「Vercel でデータをどこに置くか」は、2026年に大きく変わりました。かつての Vercel Postgres / Vercel KV は提供終了し、いまは用途ごとに最適なストレージを選ぶ設計になっています。選定を誤ると、コスト・レイテンシ・接続枯渇で痛い目を見ます。この記事は Vercel Blob と Edge Config、Marketplace の公式仕様に忠実に、実コードで選び方と使い方をまとめます。

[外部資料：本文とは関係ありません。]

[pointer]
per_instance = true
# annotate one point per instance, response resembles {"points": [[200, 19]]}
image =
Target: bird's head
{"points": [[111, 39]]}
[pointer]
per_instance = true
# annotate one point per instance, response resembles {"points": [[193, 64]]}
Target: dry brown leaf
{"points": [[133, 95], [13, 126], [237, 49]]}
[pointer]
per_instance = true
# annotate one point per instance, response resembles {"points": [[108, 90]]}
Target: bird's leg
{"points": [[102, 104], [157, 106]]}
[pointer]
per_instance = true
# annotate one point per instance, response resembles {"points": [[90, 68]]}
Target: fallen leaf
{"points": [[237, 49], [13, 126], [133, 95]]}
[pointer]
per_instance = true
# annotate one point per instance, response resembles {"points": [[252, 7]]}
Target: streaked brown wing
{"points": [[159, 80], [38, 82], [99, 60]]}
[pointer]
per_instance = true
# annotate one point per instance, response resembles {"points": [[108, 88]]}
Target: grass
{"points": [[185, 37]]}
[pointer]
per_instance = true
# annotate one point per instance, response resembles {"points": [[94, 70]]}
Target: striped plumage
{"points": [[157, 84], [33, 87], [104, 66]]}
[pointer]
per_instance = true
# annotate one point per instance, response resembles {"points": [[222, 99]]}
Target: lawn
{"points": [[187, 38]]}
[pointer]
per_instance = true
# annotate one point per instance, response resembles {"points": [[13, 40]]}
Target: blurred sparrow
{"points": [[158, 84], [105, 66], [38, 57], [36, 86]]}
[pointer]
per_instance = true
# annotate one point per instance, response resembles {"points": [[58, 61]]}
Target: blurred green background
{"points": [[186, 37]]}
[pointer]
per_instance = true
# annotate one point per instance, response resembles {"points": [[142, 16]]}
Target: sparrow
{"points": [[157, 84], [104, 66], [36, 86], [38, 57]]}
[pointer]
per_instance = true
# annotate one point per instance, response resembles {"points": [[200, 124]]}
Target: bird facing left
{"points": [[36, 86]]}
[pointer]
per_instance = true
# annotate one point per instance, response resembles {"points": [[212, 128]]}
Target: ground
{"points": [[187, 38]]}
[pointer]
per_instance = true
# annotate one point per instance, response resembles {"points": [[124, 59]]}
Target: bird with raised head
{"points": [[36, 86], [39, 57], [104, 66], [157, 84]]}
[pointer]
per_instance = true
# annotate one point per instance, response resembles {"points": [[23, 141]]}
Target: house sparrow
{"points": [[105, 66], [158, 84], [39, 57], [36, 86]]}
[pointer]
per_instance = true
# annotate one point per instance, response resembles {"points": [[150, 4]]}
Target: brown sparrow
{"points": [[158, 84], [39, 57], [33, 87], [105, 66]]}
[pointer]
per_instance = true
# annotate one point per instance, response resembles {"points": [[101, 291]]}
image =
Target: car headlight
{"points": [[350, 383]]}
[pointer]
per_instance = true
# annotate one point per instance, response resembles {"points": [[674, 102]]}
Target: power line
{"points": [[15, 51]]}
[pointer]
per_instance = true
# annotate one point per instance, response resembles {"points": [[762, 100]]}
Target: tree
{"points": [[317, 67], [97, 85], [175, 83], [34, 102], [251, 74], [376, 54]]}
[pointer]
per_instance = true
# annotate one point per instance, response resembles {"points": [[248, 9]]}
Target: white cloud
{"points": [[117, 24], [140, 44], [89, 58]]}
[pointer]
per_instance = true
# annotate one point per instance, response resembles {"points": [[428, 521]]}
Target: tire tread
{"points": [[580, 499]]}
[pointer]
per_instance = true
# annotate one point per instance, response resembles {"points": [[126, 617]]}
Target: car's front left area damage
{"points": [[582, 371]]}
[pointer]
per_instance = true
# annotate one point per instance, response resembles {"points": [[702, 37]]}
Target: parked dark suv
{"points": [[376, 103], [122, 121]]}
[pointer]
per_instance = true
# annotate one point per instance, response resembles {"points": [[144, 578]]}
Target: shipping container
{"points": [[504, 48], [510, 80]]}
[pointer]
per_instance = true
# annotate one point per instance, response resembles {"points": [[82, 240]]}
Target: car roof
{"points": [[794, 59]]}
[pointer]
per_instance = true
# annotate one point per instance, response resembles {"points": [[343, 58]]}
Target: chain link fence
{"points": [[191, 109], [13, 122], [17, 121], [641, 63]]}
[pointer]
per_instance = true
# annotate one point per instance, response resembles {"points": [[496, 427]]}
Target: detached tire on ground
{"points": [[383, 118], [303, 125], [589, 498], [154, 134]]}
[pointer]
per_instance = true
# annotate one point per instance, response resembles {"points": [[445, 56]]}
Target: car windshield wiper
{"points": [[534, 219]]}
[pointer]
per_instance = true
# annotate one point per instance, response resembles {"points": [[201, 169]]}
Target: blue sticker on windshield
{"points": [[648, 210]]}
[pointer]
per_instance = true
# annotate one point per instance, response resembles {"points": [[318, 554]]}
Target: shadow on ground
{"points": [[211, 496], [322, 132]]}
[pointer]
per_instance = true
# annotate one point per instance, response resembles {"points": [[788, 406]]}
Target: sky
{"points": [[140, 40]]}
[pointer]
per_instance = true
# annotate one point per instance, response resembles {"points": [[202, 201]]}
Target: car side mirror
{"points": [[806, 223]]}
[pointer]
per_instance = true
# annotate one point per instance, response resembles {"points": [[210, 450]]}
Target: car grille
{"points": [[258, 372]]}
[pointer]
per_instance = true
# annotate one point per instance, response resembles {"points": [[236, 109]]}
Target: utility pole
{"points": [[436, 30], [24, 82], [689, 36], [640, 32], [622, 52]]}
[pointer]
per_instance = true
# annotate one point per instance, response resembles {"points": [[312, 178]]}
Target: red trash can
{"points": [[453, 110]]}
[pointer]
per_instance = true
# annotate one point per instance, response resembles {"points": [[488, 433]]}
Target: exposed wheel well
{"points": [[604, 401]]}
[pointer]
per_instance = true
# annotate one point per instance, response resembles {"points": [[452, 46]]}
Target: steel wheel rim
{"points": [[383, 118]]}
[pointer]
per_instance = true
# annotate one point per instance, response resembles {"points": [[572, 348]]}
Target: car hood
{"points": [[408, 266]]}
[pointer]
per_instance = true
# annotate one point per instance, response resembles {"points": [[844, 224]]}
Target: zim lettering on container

全体像は Vercel 本番運用ガイド を参照してください。
用途で選ぶ:4つの選択肢
| 置きたいもの | 選択肢 | 一言で |
|---|---|---|
| オブジェクト(画像・動画・PDF・大容量ファイル) | Vercel Blob | S3 バックエンドのオブジェクトストレージ。CDN 配信 |
| 超低遅延で読む小さなデータ(フラグ・リダイレクト・IPリスト) | Edge Config | P99 15ms 未満のグローバル読み取り |
| リレーショナルDB | Marketplace: Neon (Postgres) | サーバーレス Postgres。環境変数自動注入 |
| KV / キャッシュ / レート制限 | Marketplace: Upstash (Redis) | サーバーレス Redis |
判断のショートカット:
- ユーザーがアップロードするファイル → Blob(client upload)
- 「メンテモード ON/OFF」のような読み高頻度・書き低頻度の設定 → Edge Config
- トランザクション・リレーション・集計が要る本体データ → Neon (Postgres)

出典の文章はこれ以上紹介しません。